Interview by Beth Torrance-Hetherington, adapted by David Liwei Shi

Organiser and Spokesperson for Choose Clean Water, Marnie Prickett (pictured), says National and ACT have “little to no plans” to protect Aotearoa’s drinking water sources, and believes it would be a “step backwards” if they are elected to government. 

A recent government inquiry into the Havelock North water contamination incident highlighted that at least 800,000 New Zealanders are drinking water that is deemed unsafe. 

The inquiry came after the widespread outbreak of gastroenteritis in Havelock North during 2016, which resulted in 5000 people falling ill due to the presence of E.Coli in local water supplies. 

The Public Health Communication Centre recently surveyed different political parties’ about their plans to protect Aotearoa’s drinking water sources. 

The centre determined that the Green Party, Te Pāti Māori, and the Labour Party, have the best plans to tackle Aotearoa’s drinking water issues, while the National Party and the ACT Party had little plans to protect drinking water. 

The ACT Party recently pledged to remove waterway protection frameworks like Te Mana o te Wai if in government. 

ACT Party leader, David Seymour, stated  that they do not believe Te Mana o te Wai improves the environment. 

Te Mana o te Wai was introduced in 2020 by the Labour Party, requiring councils to prioritise the health of the environment and provision of drinking water in their decision making, ahead of commercial use. 

Organiser and spokesperson for Choose Clean Water, Marnie Prickett, told 95bFM’s The Wire, that the inquiry should be a “wake up”, and believes National and ACT’s stance on waterway protection could be “a really big step backwards” for water source protection.

“It’s really important that we remember the findings of the Havelock North inquiries.” 

“I think for a long time, people haven't quite realised how vulnerable our drinking water is, and then we suddenly realised in the most serious of ways when lots of people got sick. Some people even lost their lives because of it.”

The National Party has not announced any plans to remove the Te Mana o te Wai framework.

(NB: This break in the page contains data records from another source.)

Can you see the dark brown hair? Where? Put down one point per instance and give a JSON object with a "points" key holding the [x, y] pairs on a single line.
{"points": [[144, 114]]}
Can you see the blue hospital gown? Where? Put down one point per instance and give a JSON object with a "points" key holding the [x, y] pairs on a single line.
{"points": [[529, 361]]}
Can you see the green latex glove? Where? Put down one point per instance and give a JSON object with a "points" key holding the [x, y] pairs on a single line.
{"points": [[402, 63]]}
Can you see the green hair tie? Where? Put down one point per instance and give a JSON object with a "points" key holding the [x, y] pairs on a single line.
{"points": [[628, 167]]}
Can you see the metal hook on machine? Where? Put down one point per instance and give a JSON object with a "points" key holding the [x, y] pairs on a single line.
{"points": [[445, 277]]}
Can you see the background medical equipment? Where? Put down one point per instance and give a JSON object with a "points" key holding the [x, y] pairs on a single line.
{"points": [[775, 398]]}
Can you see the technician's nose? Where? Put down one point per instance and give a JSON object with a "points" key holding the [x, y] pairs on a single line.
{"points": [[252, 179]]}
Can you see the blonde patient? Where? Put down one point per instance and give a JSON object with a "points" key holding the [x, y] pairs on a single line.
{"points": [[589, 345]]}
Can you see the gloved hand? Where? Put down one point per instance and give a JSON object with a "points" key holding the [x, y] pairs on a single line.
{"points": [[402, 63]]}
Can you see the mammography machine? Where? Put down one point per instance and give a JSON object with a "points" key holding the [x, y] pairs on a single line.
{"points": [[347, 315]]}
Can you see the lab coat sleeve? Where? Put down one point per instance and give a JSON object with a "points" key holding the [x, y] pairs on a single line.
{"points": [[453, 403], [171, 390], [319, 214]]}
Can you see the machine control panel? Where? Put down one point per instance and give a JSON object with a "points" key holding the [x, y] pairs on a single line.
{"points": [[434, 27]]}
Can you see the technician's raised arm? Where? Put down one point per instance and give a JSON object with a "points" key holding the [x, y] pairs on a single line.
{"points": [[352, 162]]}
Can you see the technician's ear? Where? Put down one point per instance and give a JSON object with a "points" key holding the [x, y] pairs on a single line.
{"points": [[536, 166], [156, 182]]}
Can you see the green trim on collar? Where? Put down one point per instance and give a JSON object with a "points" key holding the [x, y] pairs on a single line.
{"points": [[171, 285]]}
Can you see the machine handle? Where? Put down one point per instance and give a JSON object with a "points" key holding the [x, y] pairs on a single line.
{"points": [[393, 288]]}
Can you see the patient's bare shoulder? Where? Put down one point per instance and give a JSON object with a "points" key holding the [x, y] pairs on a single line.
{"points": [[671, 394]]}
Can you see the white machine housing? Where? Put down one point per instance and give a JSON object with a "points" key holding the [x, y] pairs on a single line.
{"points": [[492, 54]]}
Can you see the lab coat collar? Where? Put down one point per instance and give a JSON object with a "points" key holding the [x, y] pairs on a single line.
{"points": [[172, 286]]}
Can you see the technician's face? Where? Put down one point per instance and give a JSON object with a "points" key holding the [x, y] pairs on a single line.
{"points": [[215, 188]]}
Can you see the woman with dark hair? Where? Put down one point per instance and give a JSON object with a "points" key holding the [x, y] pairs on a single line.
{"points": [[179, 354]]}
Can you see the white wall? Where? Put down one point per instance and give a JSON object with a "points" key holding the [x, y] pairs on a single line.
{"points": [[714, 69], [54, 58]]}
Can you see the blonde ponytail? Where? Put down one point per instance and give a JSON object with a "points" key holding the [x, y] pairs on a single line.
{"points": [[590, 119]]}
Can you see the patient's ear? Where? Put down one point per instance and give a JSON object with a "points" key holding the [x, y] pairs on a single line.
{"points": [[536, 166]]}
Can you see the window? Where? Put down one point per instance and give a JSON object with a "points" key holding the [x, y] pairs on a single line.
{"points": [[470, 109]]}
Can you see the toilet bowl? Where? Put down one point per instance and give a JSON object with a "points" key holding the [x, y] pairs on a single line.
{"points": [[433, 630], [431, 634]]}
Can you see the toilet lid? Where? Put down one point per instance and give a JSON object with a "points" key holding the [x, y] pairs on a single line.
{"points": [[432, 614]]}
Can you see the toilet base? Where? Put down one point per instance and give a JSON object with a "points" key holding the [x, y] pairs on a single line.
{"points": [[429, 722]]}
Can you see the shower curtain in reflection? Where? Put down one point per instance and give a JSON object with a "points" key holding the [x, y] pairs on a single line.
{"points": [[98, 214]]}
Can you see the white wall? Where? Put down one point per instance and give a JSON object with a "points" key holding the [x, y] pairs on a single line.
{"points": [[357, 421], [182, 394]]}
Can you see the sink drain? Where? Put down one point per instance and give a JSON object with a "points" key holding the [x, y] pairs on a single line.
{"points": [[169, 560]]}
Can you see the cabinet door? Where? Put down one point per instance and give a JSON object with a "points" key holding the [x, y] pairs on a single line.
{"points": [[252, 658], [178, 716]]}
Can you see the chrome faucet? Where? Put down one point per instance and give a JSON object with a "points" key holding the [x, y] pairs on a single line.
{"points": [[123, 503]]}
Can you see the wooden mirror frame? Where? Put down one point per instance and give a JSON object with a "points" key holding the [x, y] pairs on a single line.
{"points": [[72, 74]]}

But Prickett notes that National intends to scale back regulations and the national environmental standard for drinking water so they can reduce compliance requirements for commercial water usage. 

“Currently, it is not clear whether National will take Te Mana o te Wai away. They have listed it in their agricultural policies as one of the regulations that the Labour Party brought in.” 

Prickett strongly encourages people to be informed of each political parties’ water protection stances, and to vote in the upcoming elections to maintain current water source protection frameworks. 

“I think drinking water is something we should all be interested in, if not thinking about.” 

“It will be valuable, not just in the short term, but also long term as well.”